The NBA playoffs are a time of excitement and anticipation for basketball fans everywhere. For the Los Angeles Lakers and Sacramento Kings, their playoff runs have proved to be extremely lucrative for their home court, the newly renamed Crypto.com Arena.
Located in downtown Los Angeles, Crypto.com Arena has played host to some of the most exciting moments in NBA history. From Kobe Bryant’s 81-point game to the Lakers’ back-to-back championships in 2009 and 2010, the arena has seen some of the most dominant teams in NBA history.
However, it is the success of the Lakers and Kings in the playoffs that has proven to be especially lucrative for the arena. This is because playoff games bring in larger crowds and generate more revenue than regular season games, and this is especially true when two local teams are competing against each other.
The Lakers have long been one of the most successful and popular teams in the NBA, and their playoff runs have been a major draw for fans. This year, the Lakers were matched up against the Phoenix Suns in the first round of the playoffs. Despite being without superstar player LeBron James for much of the series due to injury, the Lakers were able to sell out all three of their home games at Crypto.com Arena.
The Kings, although not quite as successful as the Lakers historically, have still managed to make a deep playoff run this year. They were matched up against the Memphis Grizzlies in the first round, and managed to win the series in five games. This success has generated a lot of interest and excitement among Kings fans, and has also helped to boost attendance and revenue at Crypto.com Arena.
Of course, this is not the first time that Crypto.com Arena has enjoyed a boost in revenue from playoff games. In the 2002 NBA playoffs, the Lakers faced off against the Kings in what would become one of the most memorable playoff series in NBA history. The series was hotly contested, with the Kings winning the first two games at home before the Lakers stormed back to win the next three games.
Game six of the series, which was played at Crypto.com Arena, was the subject of controversy due to some questionable officiating that went in favor of the Lakers. Despite this, the Lakers were able to hold on for a 106-102 win, which propelled them to another NBA championship.
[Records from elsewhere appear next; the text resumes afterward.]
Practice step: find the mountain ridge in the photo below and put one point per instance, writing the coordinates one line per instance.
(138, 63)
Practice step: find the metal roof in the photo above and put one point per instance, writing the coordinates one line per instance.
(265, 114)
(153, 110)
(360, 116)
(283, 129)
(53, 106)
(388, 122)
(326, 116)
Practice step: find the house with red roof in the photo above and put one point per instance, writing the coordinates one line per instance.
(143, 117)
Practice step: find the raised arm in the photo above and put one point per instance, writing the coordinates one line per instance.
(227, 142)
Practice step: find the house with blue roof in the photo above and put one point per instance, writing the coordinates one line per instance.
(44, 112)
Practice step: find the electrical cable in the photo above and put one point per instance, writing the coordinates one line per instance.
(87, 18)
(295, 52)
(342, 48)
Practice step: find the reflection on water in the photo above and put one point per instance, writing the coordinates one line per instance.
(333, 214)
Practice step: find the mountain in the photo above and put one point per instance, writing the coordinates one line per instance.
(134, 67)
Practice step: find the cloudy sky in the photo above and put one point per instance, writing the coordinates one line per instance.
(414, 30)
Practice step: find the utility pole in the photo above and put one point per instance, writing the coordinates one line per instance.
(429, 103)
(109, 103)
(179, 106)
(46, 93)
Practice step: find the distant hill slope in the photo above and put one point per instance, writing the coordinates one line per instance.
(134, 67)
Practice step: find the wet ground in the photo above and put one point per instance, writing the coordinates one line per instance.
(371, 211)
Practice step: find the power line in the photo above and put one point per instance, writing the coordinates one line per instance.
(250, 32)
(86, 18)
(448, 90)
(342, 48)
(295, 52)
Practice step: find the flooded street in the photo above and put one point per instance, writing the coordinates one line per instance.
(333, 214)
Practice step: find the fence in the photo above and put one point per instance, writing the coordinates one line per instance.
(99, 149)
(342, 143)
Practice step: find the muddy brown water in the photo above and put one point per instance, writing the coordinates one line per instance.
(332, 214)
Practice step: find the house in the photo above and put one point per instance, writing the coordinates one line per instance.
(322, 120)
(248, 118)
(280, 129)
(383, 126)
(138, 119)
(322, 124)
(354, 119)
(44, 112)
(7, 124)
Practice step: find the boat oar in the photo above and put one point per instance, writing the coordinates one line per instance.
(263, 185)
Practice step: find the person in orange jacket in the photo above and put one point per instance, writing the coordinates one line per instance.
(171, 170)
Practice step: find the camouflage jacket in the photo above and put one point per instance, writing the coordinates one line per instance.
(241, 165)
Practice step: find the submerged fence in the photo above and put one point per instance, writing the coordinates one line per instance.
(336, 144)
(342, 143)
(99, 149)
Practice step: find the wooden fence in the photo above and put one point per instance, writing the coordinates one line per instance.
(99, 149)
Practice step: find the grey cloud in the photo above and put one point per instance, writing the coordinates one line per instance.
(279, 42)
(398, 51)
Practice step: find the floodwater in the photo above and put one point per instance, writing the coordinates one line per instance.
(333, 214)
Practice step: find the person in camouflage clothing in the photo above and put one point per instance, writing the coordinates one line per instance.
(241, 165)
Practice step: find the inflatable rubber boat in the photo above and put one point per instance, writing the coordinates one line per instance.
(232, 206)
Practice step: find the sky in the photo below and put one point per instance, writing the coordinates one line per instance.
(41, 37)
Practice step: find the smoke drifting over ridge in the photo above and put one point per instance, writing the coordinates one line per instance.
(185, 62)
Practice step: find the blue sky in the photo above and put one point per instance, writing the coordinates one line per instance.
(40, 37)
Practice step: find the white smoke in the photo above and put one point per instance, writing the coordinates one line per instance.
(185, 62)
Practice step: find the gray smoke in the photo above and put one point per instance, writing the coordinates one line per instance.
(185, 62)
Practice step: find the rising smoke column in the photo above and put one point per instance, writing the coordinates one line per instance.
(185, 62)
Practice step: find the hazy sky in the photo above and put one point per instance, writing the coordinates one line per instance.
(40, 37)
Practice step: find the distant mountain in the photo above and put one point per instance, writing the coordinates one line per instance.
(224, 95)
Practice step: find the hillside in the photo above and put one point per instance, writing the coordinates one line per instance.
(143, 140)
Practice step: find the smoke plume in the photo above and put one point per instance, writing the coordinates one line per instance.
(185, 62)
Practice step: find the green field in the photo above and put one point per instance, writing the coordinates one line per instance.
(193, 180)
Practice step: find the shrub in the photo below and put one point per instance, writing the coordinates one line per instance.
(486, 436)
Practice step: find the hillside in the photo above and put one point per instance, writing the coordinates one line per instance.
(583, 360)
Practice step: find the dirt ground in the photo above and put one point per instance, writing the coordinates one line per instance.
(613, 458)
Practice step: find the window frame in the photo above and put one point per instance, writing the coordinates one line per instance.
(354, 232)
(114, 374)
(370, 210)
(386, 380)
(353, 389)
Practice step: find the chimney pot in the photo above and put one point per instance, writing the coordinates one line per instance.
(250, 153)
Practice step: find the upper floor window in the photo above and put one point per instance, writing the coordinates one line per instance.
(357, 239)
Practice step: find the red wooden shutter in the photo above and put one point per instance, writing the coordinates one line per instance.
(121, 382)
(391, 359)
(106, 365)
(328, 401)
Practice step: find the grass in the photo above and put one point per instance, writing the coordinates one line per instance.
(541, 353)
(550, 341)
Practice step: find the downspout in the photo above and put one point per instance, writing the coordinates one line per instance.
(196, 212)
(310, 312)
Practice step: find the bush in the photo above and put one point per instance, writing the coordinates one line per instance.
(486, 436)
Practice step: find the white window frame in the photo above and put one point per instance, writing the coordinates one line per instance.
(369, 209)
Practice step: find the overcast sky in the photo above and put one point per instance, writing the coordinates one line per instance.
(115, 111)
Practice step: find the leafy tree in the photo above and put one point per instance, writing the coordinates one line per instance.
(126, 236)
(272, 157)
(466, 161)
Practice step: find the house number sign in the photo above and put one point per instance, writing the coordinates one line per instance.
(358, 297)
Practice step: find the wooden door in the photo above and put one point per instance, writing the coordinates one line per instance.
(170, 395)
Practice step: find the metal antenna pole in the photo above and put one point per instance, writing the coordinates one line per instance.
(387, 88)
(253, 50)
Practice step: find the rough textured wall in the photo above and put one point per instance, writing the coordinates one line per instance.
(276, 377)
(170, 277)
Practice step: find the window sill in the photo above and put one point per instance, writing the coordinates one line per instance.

The success of the Lakers and Kings in the playoffs has not only been good for Crypto.com Arena, but for the city of Los Angeles as a whole. When local teams are successful in the playoffs, it generates excitement and pride among fans, which can translate into increased spending at local businesses and attractions.
This year, with both the Lakers and Kings making deep playoff runs, the city of Los Angeles has a lot to be excited about. Fans are flocking to Crypto.com Arena to cheer on their teams, and local businesses are benefiting from the increased foot traffic and spending.
Overall, the success of the Lakers and Kings in the playoffs has been a major boon for Crypto.com Arena. The increased revenue generated from playoff games helps to offset the cost of running the arena, and also provides a boost to the local economy. As long as these teams continue to be successful in the playoffs, Crypto.com Arena can look forward to many more lucrative playoff runs in the years to come.
The NBA and NHL playoffs have been a lucrative opportunity for AEG, the owner of Los Angeles’ Crypto.com Arena, which has hosted postseason runs from all three tenants, the Lakers and Clippers of the NBA and the Kings of the NHL.
The premium seating sales team at Crypto.com Arena secured $5 million in contractually obligated income over six playoff games and five nights, drawing a total of 120,000 attendees during this multi-sport playoff run. Additionally, the Southern California music festivals Coachella and Stagecoach are operated by AEG, bringing in more business for the company.
The company was able to secure new sponsorship sales in addition to leveraging the influx of activity across industries. Over 150 brands were able to partner with AEG, with Coachella activations with companies like Adidas, YouTube, and Heineken. The L.A. Galaxy, also owned by AEG, reached 96% of its 2023 revenue goal, despite a lackluster on-field performance this season.
AEG’s COO, Nick Baker, said that three years after COVID-19 shut down sports, the live events industry has surpassed pre-pandemic levels. The company has done deals that exceed $160 million in contractually obligated income in a 48-hour span.
Since Crypto.com paid $700 million for naming rights to the arena formerly known as Staples Center, the market has seen a painful “crypto winter.” Amid skepticism from some corners about the sustainability of its business, Crypto.com is committed to its long-term plans for the arena. A nine-figure renovation project was announced last August and the company is “95% finished” adding permanent signage to the building.
The Lakers host the Memphis Grizzlies for Game 6 of their first-round playoff series at Crypto.com Arena on Friday, while the Kings will do the same against the Edmonton Oilers the following night. With the live events industry surpassing pre-pandemic levels, AEG and Crypto.com are poised to continue to benefit from their investment in the arena.